Shibutani Y, Inoue D, Yokota T, Okuda J, Mori T
Department of Internal Medicine, Hyogo Prefectural Amagasaki Hospital.
Nihon Naibunpi Gakkai Zasshi. 1992 Aug 20;68(8):765-72. doi: 10.1507/endocrine1927.68.8_765.
A case of metastatic thyroid cancer from sigmoid colon cancer is presented. A 52-year-old woman had a sigmoidectomy due to adenocarcinoma of the sigmoid colon in April 1988. Serum carcinoembryonic antigen (CEA) levels gradually rose from July 1990 along with multiple metastatic lesions which appeared in the lung. They were resected in January 1991. Two months later the subject noticed a painless and firm lump on the left anterior neck. She was found to have a solitary mass in the left thyroid lobe. Thyroid function remained within normal range. Cytological findings obtained by fine-needle aspiration biopsy showed tall columnar carcinoma cells with an acinar pattern. Subtotal thyroidectomy was performed, and histological examination revealed metastatic adenocarcinoma from colon cancer. Immunohistochemical staining by anti-CEA was positive but anti-thyroglobulin was negative.

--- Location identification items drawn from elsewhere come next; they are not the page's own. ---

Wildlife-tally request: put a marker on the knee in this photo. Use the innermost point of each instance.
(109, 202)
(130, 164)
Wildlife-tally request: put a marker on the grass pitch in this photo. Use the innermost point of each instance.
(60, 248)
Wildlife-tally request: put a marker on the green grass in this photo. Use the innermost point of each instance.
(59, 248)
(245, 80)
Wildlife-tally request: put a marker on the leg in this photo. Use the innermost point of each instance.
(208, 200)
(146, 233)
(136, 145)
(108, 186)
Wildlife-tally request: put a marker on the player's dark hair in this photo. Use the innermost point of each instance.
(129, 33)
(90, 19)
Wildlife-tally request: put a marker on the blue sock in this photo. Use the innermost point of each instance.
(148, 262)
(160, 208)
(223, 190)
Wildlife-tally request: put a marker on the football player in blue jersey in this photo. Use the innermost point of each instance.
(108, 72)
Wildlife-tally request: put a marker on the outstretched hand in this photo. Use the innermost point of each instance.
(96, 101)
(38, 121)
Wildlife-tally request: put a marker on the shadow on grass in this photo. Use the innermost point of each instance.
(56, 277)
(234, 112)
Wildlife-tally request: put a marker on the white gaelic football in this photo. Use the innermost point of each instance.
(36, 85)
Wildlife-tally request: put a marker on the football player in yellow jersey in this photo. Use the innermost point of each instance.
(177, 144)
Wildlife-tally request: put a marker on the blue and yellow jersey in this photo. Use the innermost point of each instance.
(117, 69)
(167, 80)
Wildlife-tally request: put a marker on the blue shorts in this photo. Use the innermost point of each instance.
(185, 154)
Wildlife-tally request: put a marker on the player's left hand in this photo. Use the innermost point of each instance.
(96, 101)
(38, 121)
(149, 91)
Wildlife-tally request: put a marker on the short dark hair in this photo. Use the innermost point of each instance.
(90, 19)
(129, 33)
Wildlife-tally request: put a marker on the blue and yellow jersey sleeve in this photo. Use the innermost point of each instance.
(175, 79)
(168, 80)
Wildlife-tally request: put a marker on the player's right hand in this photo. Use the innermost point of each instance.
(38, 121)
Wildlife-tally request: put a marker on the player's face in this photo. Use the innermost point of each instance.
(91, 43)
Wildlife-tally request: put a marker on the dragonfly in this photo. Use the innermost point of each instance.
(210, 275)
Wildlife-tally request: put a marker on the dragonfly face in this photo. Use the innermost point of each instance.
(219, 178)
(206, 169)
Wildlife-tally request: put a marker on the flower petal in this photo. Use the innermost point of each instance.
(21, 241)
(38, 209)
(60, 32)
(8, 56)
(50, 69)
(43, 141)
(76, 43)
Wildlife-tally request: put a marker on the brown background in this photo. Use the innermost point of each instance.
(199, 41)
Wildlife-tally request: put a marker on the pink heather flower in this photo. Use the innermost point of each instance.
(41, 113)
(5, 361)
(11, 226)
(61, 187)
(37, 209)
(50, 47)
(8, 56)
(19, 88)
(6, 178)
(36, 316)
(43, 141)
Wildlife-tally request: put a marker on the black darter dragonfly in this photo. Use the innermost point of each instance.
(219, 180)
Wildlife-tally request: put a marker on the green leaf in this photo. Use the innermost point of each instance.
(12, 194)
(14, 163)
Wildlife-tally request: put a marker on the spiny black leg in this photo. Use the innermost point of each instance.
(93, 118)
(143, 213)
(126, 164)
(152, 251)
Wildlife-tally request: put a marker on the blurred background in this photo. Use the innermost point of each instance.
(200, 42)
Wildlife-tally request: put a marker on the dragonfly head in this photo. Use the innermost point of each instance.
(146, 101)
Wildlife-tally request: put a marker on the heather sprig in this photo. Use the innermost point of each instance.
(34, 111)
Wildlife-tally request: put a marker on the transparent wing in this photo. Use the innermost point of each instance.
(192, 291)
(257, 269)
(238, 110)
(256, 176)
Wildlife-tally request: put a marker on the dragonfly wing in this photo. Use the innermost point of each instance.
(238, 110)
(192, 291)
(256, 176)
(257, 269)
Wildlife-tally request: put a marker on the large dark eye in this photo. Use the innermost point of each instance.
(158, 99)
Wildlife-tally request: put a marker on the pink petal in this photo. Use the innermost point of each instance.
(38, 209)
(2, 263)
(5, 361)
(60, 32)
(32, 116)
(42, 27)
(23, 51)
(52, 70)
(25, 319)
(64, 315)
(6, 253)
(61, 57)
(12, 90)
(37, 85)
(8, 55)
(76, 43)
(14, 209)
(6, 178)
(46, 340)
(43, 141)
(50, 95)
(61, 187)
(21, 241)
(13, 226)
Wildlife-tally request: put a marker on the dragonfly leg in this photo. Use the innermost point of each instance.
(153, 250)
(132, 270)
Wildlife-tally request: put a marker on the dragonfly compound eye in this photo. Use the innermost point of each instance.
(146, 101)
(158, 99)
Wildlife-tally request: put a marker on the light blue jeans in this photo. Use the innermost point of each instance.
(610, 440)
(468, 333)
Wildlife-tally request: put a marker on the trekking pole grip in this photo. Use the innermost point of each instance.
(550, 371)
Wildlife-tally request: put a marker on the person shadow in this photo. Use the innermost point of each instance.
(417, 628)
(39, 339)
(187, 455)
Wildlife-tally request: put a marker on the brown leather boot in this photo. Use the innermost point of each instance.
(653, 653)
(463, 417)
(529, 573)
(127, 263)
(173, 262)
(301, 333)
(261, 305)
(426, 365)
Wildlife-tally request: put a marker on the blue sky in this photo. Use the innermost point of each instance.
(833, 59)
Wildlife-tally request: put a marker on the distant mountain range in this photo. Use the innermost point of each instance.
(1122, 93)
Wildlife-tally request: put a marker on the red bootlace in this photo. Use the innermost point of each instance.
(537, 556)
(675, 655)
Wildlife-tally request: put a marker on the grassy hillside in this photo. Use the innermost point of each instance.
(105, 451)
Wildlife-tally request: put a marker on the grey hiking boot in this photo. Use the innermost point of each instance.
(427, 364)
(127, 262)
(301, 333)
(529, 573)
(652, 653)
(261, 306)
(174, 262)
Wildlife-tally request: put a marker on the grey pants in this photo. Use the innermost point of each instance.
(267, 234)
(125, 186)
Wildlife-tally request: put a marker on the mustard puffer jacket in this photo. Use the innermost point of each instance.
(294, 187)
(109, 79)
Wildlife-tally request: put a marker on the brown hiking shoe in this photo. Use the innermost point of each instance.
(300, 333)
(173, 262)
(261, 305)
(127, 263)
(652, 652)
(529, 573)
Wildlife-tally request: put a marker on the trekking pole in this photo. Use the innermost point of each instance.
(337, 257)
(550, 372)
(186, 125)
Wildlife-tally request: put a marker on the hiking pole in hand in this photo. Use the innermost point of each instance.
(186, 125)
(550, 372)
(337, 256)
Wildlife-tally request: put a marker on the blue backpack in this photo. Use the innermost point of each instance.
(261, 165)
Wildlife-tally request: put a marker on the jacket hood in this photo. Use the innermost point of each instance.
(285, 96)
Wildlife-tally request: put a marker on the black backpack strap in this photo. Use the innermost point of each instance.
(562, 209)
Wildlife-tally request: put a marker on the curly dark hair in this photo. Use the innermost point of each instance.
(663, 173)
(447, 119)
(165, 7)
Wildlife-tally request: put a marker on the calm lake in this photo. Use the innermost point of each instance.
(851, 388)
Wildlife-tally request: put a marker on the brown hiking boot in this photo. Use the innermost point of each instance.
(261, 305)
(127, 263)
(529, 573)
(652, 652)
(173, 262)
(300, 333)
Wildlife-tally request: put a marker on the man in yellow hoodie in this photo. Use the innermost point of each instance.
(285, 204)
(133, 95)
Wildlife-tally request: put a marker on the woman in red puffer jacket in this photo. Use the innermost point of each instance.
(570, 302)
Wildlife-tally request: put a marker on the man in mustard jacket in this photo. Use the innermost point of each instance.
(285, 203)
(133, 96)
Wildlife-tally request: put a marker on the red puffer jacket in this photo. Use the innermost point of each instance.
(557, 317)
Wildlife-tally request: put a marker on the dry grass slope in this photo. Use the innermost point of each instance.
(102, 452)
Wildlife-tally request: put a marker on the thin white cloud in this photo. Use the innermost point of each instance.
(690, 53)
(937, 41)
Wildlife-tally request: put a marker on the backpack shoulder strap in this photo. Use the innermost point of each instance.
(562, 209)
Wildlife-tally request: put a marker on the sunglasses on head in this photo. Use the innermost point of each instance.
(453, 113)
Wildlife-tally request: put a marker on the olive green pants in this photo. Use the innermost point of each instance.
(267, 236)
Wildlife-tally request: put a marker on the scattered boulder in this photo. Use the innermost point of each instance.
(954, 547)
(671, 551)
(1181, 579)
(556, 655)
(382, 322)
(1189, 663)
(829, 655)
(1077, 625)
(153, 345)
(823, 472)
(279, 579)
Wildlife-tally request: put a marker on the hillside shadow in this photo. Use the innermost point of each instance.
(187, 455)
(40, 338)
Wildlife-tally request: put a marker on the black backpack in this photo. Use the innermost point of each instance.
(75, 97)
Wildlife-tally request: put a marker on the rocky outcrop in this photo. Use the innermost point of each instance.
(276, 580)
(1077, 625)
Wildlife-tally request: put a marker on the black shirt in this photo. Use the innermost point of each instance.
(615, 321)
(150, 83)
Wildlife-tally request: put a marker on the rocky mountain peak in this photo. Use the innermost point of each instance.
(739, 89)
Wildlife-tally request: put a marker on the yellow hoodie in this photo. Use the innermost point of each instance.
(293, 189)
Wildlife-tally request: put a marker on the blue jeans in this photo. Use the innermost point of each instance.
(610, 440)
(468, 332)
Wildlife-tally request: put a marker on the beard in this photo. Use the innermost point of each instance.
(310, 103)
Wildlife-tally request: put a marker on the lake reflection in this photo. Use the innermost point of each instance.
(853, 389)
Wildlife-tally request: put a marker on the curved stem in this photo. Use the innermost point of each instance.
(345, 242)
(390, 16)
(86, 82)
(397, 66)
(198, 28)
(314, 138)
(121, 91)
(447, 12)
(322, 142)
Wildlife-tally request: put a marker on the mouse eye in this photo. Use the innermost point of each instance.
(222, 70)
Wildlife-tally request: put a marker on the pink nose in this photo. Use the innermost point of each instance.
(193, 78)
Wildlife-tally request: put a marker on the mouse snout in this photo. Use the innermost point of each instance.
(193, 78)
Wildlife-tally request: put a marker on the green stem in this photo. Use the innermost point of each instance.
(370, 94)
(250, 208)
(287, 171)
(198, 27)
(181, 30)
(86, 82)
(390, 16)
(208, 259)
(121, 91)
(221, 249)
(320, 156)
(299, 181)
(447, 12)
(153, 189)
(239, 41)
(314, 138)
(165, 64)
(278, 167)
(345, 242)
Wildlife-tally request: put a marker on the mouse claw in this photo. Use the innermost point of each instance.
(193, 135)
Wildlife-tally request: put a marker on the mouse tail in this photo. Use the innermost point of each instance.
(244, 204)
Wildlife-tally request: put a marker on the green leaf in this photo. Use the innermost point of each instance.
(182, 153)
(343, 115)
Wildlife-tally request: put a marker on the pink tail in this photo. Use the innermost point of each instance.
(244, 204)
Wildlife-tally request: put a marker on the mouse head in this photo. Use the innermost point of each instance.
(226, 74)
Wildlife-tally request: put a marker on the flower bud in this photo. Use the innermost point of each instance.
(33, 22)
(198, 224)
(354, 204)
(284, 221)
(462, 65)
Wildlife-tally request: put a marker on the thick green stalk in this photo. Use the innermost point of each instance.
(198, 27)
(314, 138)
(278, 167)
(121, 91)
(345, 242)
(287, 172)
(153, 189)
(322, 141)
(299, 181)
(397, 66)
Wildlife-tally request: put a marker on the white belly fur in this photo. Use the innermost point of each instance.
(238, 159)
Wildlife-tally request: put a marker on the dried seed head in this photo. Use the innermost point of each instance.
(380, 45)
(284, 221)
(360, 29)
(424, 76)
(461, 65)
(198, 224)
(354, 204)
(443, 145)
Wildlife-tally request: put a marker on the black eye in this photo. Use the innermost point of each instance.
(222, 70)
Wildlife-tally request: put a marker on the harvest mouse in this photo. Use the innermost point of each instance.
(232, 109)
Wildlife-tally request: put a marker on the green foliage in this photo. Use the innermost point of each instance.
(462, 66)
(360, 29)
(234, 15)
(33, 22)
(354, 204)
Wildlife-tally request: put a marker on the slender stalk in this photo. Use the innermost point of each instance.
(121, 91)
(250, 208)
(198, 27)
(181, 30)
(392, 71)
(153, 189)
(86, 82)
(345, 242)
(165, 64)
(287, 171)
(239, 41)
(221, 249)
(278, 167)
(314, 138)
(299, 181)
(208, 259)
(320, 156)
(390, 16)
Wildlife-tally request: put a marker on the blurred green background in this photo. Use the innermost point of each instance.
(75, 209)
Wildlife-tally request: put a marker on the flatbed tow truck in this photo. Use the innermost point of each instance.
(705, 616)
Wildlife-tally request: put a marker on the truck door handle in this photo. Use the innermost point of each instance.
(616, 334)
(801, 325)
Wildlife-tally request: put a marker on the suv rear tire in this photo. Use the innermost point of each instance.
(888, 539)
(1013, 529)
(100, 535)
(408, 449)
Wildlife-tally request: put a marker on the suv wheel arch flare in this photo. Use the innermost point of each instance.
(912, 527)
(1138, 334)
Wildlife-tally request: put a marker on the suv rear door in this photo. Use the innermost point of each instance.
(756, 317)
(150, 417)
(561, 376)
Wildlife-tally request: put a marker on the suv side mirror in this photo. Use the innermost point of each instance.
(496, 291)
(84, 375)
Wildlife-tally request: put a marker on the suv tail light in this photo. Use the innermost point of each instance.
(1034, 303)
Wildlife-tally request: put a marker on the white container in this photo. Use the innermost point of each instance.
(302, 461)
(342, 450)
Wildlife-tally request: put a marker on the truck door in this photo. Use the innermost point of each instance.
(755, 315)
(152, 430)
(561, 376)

本文报告一例乙状结肠癌转移至甲状腺的病例。一名52岁女性于1988年4月因乙状结肠腺癌接受了乙状结肠切除术。血清癌胚抗原(CEA)水平自1990年7月起逐渐升高,同时肺部出现多个转移病灶,并于1991年1月进行了切除。两个月后,患者发现左前颈部有一个无痛性硬块。检查发现左侧甲状腺叶有一个孤立性肿块。甲状腺功能仍在正常范围内。细针穿刺活检的细胞学检查显示为高柱状癌细胞,呈腺泡样结构。遂行甲状腺次全切除术,组织学检查显示为结肠癌转移性腺癌。抗CEA免疫组化染色呈阳性,但抗甲状腺球蛋白染色呈阴性。